La brezza delle speranze ha iniziato a soffiare stamattina presto su Siena. Quando, per esempio, il portiere del nostro hotel ci ha chiesto se van Aert fosse a Siena per poi confessarci che, qualche anno fa, aveva avuto ospiti i suoi genitori ma non li aveva riconosciuti. La speranza che van Aert torni qui e che i suoi genitori si ricordino ancora di questo piccolo albergo, perché lui ricorda ancora tutte quelle domande che avrebbe voluto fare. C’è chi ha sperato nella pioggia fino a stamattina e ce lo dice con semplicità disarmante: «Con gli anni del tempo te ne freghi, quando arriva una gara di biciclette, però, torni a svegliarti e a guardare il cielo come facevi da bambino per la neve». Ma ci sono anche speranze più grandi, speranze talmente grandi che non stanno in un pezzo di ciclismo. Quella signora con due sacchetti pieni di cibo da mandare in Ucraina che grida a qualcuno: «Lascio questi da donare e vengo alle transenne, tienimi il posto!».
Per un ciclista o una ciclista la speranza è qualcosa di multiforme. La sera prima, ci dicono i più, si pensa agli sterrati: li hai già visti, certo e se non li hai potuti vedere hai telefonato a chi ha avuto questa possibilità per farteli spiegare ma la notte può cambiare le cose, basta così poco perché le cose non siano più come le immaginavi. La terra è refrattaria alle speranze, non ha appigli, non ha certezze. Basta il vento. Speranza significa appoggiare una mano sulle spalle, come Alaphilippe con Honorè. Proprio dopo quella caduta che ha capovolto la bicicletta e il corpo del Campione del Mondo, in quell’unico momento in cui non hai tempo di sperare. Alaphilippe che ha continuato a sperare che può significare anche aspettare, a patto di fare qualcosa. Inseguire nel suo caso, anche dando di spalle, inseguire Tadej Pogačar che «solo a vederlo andare via a cinquanta dall’arrivo, ti lascia senza speranze», ci dice un tifoso di Gianni Moscon a cui la speranza l’ha tolta la stessa bicicletta che è, in realtà, la prima possibilità di sperare per un ciclista.

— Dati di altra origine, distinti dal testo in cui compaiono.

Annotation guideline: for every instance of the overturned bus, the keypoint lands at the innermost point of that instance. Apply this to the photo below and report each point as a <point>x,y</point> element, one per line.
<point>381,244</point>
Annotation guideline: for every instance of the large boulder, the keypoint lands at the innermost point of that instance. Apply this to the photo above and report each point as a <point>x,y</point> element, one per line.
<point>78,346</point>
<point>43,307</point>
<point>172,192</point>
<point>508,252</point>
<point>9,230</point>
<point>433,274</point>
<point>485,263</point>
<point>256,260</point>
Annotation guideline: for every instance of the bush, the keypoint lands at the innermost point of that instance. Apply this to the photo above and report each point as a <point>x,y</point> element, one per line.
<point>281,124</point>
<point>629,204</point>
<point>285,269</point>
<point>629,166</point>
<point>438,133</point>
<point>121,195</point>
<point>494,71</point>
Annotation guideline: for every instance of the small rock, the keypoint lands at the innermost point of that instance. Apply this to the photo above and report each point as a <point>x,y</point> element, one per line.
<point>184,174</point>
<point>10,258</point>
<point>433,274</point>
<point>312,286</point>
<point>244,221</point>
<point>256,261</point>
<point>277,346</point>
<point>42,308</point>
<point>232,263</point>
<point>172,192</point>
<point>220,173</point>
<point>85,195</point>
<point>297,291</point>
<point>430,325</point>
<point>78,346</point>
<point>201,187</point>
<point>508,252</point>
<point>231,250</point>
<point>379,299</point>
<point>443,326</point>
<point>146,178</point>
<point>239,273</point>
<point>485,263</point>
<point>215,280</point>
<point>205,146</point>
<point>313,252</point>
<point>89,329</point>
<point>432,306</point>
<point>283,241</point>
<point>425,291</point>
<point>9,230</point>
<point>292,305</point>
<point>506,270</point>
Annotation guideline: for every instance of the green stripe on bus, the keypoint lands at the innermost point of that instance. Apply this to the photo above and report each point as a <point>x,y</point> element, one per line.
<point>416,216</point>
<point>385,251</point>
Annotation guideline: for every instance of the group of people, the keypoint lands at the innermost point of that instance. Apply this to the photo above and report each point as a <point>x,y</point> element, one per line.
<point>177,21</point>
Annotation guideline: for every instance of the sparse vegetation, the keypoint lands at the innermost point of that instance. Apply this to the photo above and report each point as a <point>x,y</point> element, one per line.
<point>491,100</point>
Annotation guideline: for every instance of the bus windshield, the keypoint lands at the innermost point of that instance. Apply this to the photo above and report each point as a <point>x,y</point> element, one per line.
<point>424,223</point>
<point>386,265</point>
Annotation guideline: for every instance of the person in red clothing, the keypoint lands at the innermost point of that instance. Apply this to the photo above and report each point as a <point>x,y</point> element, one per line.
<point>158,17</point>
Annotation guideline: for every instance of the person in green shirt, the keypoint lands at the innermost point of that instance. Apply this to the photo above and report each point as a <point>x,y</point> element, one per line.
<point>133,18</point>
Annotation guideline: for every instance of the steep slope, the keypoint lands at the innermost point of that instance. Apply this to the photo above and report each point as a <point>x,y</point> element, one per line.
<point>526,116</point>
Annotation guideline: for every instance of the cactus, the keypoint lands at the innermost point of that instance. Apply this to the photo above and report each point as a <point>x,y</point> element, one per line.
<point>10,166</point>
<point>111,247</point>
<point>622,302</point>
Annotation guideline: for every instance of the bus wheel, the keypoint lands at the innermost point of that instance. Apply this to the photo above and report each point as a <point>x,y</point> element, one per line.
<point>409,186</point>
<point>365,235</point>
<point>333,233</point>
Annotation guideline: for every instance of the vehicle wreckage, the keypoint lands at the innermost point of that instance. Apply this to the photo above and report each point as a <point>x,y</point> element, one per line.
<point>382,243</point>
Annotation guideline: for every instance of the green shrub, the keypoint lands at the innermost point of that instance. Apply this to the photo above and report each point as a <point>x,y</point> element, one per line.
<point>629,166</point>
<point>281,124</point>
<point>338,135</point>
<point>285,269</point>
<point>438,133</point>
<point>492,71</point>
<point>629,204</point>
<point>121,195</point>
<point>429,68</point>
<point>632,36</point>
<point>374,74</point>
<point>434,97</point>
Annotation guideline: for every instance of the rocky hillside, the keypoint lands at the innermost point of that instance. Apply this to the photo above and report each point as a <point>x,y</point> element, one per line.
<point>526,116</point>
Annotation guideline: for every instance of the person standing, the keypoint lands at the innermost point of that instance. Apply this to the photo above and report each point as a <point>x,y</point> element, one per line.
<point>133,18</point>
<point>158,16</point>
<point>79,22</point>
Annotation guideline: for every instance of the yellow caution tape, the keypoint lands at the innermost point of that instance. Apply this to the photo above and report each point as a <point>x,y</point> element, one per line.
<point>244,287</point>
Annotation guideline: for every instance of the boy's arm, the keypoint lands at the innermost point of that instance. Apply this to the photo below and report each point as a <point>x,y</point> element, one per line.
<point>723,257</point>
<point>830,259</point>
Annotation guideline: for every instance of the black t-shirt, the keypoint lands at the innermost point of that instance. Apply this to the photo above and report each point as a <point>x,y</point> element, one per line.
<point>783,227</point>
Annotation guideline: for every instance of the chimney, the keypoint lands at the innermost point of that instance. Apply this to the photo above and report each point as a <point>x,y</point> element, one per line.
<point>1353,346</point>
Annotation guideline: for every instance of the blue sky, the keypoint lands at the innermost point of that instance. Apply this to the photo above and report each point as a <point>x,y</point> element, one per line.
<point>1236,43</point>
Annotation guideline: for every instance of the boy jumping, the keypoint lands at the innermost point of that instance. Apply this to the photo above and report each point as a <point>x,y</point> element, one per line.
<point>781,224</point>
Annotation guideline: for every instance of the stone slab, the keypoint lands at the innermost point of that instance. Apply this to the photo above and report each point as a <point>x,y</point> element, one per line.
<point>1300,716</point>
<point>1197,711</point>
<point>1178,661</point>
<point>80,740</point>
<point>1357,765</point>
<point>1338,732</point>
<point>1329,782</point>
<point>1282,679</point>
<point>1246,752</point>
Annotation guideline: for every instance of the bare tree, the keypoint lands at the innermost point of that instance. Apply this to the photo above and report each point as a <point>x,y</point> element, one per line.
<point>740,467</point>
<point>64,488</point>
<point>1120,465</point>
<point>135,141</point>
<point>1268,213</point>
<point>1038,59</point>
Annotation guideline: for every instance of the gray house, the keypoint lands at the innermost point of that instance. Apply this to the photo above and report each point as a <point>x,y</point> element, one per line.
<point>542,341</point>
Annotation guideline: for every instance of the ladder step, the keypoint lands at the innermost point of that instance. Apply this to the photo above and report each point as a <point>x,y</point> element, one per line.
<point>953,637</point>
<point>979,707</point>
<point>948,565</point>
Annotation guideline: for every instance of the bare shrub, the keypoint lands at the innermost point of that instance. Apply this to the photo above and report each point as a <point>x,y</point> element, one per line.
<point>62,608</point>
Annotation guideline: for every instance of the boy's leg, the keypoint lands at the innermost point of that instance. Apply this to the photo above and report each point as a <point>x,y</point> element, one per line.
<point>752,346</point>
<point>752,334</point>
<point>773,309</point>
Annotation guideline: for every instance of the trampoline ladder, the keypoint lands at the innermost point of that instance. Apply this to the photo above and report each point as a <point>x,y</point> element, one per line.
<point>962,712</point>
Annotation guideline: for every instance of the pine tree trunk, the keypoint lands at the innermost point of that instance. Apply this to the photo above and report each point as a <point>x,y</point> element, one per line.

Tutta la speranza delle compagne di Lotte Kopecky la vedi all’arrivo, quando, non vedendola quasi più, nell’insieme dei fotografi, allora le fanno arrivare la loro voce. La indicano a ogni nuova compagna che arriva: «Vai da lei», è questo il senso. Kopecky ha iniziato a sperare quando ha visto che van Vleuten, tanto forte, non la staccava, quando ha visto che, se anche perdeva qualche metro, rientrava. Lei da cui oggi sono corsi tutti, lei che, due anni fa, al Giro Rosa, ha vinto mentre tutti aspettavano van Vleuten, caduta malamente. Quasi la sua vittoria fosse solo un dato in più. Non siamo riusciti a contare i secondi in cui, mentre il suo staff la aiutava a coprirsi, guardava il centro della piazza, voltandosi appena sentiva il suo nome.
La speranza di Tadej Pogačar è uguale e diversa da quella di qualunque fuggitivo. Somiglia a quella del ragazzo in ginocchio su un pilone di Piazza del Campo solo per una foto dell’arrivo. «Me l’hanno chiesta e da qui si vede meglio» dice a chi gli chiede perché non si metta più comodo. Sembra facile essere Pogačar oggi, come sembrerà facile aver fatto quella foto a chi la riceverà. Devi aver sperato quasi come chi attacca a Monte Sante Marie per saperlo.
Pogačar che vince e si butta per terra con così tanta forza che a vederlo viene da chiedersi fino a che punto l’acido lattico faccia male e fino a che punto anestetizzi i muscoli. Pogačar che ha dominato quella terra, non l’ha subita, davanti a Valverde che, a quasi quarantadue anni, dopo una gara così, chiede il permesso di passare per andare alle premiazioni. Quanto ancora può sperare “Bala”?
Vedere Pogačar vincere così, per il ciclismo, vuol dire sperare, in fondo. Non solo in quello che ancora può vincere, ma in qualcosa che ti fermi lì, anche se c’è un vento freddo come in Piazza del Campo ed è quasi sera, e non ti faccia pensare ad altro. Almeno per qualche momento. Che ti tolga la nostalgia del ciclismo che è stato, perché puoi godere a pieno di quello che c’è. Perché è vero: la speranza da sola non cambia le cose, per un ciclista come per chiunque altro, ma, senza quella, nessuna bicicletta si muoverebbe mai, che le strade siano di terra o di asfalto. Le persone che arriveranno a casa a notte, oggi, sono certe di aver fatto bene a esserci. Noi anche.